The morning after the fire I returned to the land. It smoldered, black and grey. Plumes of blue smoke rose from the few tree trunks that remained upright – scorched totem poles, monuments to human stupidity. Ash billowed in clouds from my boots as I stalked between fallen tree trunks, blackened to charcoal, some with their hearts still glowing orange inside. I was upset, I was angry. Did I blame Dino and his family for what they had done? No. If it was me trying to provide for my family in a country with few economic prospects I probably would have done the same. Can we continue to let these practices persist? No.

a tree standing in the middle of flaming trees and bushes
A fire burns out of control in the Brazillian state of Maranhão. Although fires are common in the dry season in the Amazon, most are linked to human activity.
Photograph by Charlie Hamilton James

We should stop eating beef—particularly Brazilian beef.

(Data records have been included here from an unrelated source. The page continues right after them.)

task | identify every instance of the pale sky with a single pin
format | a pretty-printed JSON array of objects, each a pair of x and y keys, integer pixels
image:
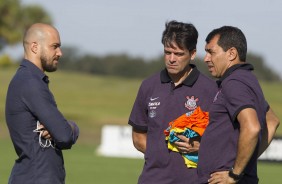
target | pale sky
[{"x": 135, "y": 27}]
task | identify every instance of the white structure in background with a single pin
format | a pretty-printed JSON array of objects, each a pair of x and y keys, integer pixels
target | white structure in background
[
  {"x": 273, "y": 152},
  {"x": 116, "y": 141}
]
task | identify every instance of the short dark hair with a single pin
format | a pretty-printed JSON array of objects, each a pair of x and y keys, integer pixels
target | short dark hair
[
  {"x": 185, "y": 35},
  {"x": 230, "y": 36}
]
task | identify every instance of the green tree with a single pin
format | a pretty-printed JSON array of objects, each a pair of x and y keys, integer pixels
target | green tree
[{"x": 15, "y": 18}]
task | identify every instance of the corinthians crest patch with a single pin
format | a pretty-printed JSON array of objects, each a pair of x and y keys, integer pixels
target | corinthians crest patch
[{"x": 191, "y": 103}]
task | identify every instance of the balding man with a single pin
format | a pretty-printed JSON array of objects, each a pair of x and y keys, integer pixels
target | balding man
[{"x": 37, "y": 128}]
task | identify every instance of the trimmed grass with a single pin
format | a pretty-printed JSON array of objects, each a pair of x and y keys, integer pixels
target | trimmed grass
[{"x": 93, "y": 101}]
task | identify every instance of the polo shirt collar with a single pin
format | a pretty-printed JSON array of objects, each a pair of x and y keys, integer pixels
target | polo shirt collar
[
  {"x": 189, "y": 81},
  {"x": 245, "y": 66},
  {"x": 35, "y": 70}
]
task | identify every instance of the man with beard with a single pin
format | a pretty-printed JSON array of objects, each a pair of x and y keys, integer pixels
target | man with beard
[{"x": 38, "y": 130}]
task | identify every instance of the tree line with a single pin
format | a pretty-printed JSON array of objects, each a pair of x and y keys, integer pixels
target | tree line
[{"x": 123, "y": 65}]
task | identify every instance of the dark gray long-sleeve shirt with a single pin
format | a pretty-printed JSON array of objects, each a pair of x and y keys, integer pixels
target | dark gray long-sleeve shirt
[{"x": 29, "y": 100}]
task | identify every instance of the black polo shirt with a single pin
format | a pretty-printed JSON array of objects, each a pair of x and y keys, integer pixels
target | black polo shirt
[
  {"x": 157, "y": 103},
  {"x": 29, "y": 100},
  {"x": 238, "y": 89}
]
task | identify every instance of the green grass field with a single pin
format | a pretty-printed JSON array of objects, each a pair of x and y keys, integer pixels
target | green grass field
[{"x": 93, "y": 101}]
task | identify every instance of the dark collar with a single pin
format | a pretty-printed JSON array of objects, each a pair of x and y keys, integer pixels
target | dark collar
[
  {"x": 189, "y": 81},
  {"x": 245, "y": 66},
  {"x": 35, "y": 70}
]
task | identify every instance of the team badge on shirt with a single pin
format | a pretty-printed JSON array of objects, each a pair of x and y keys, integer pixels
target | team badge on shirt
[
  {"x": 191, "y": 103},
  {"x": 153, "y": 105}
]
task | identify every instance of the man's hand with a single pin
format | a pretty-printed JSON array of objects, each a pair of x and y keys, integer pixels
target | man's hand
[
  {"x": 221, "y": 177},
  {"x": 186, "y": 145},
  {"x": 45, "y": 134}
]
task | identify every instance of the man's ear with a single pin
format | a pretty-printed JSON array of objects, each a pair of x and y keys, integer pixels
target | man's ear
[
  {"x": 34, "y": 47},
  {"x": 193, "y": 54},
  {"x": 232, "y": 53}
]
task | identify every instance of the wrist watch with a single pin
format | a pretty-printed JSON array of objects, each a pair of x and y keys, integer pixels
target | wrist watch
[{"x": 236, "y": 177}]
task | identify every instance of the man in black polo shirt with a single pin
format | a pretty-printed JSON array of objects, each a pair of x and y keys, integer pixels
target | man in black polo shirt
[
  {"x": 242, "y": 124},
  {"x": 178, "y": 89},
  {"x": 37, "y": 128}
]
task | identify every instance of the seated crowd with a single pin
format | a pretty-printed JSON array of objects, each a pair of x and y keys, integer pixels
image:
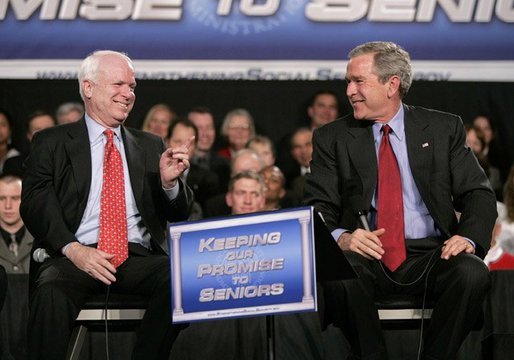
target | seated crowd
[{"x": 220, "y": 164}]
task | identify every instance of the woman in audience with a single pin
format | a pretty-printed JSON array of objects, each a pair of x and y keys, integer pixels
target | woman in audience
[
  {"x": 158, "y": 120},
  {"x": 263, "y": 146},
  {"x": 476, "y": 140},
  {"x": 237, "y": 129},
  {"x": 493, "y": 150}
]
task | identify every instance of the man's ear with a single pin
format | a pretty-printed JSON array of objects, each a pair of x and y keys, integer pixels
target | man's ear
[
  {"x": 282, "y": 193},
  {"x": 87, "y": 88},
  {"x": 393, "y": 83}
]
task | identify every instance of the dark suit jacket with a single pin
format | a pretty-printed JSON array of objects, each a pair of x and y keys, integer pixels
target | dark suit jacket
[
  {"x": 344, "y": 174},
  {"x": 19, "y": 264},
  {"x": 58, "y": 177}
]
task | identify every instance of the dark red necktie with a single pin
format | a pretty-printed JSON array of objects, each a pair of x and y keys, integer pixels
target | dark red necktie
[
  {"x": 113, "y": 214},
  {"x": 390, "y": 204}
]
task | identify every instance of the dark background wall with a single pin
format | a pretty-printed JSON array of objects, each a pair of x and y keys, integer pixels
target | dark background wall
[{"x": 277, "y": 106}]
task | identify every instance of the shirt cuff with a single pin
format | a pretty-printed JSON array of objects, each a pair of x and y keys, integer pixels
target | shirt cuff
[
  {"x": 471, "y": 242},
  {"x": 172, "y": 193},
  {"x": 336, "y": 233}
]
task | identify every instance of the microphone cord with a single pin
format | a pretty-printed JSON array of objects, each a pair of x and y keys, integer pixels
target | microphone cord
[
  {"x": 106, "y": 323},
  {"x": 426, "y": 271}
]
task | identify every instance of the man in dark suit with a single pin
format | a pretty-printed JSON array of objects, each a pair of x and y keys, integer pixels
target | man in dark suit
[
  {"x": 438, "y": 176},
  {"x": 204, "y": 155},
  {"x": 74, "y": 173},
  {"x": 15, "y": 240},
  {"x": 203, "y": 182}
]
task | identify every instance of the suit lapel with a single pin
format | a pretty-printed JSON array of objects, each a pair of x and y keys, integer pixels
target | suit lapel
[
  {"x": 136, "y": 164},
  {"x": 361, "y": 150},
  {"x": 420, "y": 147},
  {"x": 79, "y": 152}
]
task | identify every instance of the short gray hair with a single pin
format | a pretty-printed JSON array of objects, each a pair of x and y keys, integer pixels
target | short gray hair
[
  {"x": 389, "y": 59},
  {"x": 89, "y": 67}
]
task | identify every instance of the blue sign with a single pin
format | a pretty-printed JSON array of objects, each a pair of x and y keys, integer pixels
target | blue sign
[
  {"x": 251, "y": 39},
  {"x": 247, "y": 265}
]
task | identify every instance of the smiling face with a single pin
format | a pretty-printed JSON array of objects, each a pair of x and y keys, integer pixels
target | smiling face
[
  {"x": 10, "y": 198},
  {"x": 247, "y": 196},
  {"x": 109, "y": 97},
  {"x": 206, "y": 130},
  {"x": 369, "y": 98},
  {"x": 324, "y": 110}
]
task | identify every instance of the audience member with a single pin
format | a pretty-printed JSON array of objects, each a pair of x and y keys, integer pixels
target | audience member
[
  {"x": 323, "y": 108},
  {"x": 263, "y": 146},
  {"x": 243, "y": 160},
  {"x": 204, "y": 155},
  {"x": 411, "y": 181},
  {"x": 102, "y": 235},
  {"x": 245, "y": 193},
  {"x": 158, "y": 120},
  {"x": 203, "y": 182},
  {"x": 6, "y": 127},
  {"x": 475, "y": 139},
  {"x": 3, "y": 286},
  {"x": 37, "y": 121},
  {"x": 69, "y": 112},
  {"x": 274, "y": 191},
  {"x": 493, "y": 150},
  {"x": 17, "y": 241},
  {"x": 237, "y": 129},
  {"x": 507, "y": 222},
  {"x": 301, "y": 151}
]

We need to urgently and drastically reduce the pressure on the Amazon before it reaches a tipping point. But what would happen to families like Dino’s if we did that? We can’t and shouldn’t avoid these questions as real people’s lives are at stake; and like it or not these people are also people of the rainforest now. The more we cast the problem as good guys against bad guys the more we indulge in thinking and that achieves nothing, other than to push people and problems further from solution.

The problems the Amazon faces are perhaps starker now than ever before. They are myriad and complex. But they are curable. What we need to do now is decide where and how we appoint and apply values based on sensible economic models that favor both the rancher and the forest. One of the issues facing the Brazilian Amazon now is a loosening of regulations by the current administration which has opened up more land for deforestation and burning. This could be catastrophic, both for the Amazon and the rest of the world.

National Geographic photographer Charlie Hamilton James has worked across the Amazon for the past 20 years, covering issues related to fire and deforestation. His work includes coverage of firefighters during the burning season in the Brazilian state of Maranhão in 2017. He also has documented the lives of isolated tribes. In 2013, he lived and worked with cattle ranchers in western Brazil.